17COVID-19 Detection System Using Cellular Automata–Based Segmentation Techniques

Rupashri Barik1*, M. Nazma B. J. Naskar2 and Sarbajyoti Mallik1

1Department of Information Technology JIS College of Engineering, Kalyani, W. B., India

2School of Computer Engineering, Kalinga Institute of Industrial Technology, Odisha, India

Abstract

In this pandemic situation, human lives are in stake, and it is very urgent to detect the infection earliest to save the lives. X-ray is the most common test among medical imaging modalities. X-ray is cheaper and faster to carry out the Computed Tomography (CT). As COVID-19 causes pneumonia in massive sense, the chest X-ray can help to identify whether the person is infected by novel Coronavirus or not. In this paper, we have proposed one automatic COVID-19 detection system that can be used as an alternative diagnosis medium of COVID-19 detection. Applying filter quality of image has been enhanced first. It may help to get a better contrast image depending on chest X-ray image.

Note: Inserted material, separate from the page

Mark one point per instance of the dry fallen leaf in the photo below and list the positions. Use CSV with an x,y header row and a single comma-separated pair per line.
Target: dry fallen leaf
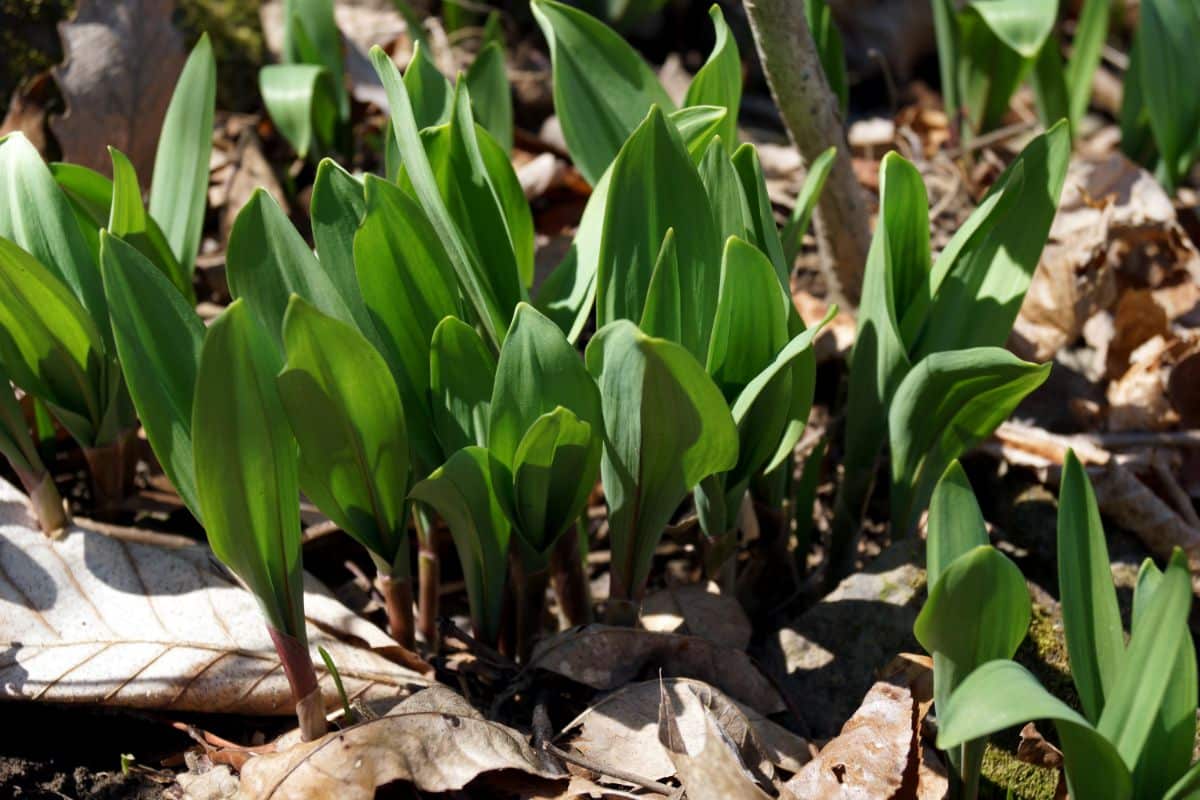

To detect the growth of infection in lungs, it is required to segment the infected region of lungs from its background. Cellular automata (CA) are very much effective for bio-medical image processing in terms of computation time and clarity. Henceforth, applying CA segmentation rules, here, we perform the lung segmentation and the segmented images to be compared with the chest X-ray of non-infected persons as well as with the chest X-ray of pneumonia infected person to determine ...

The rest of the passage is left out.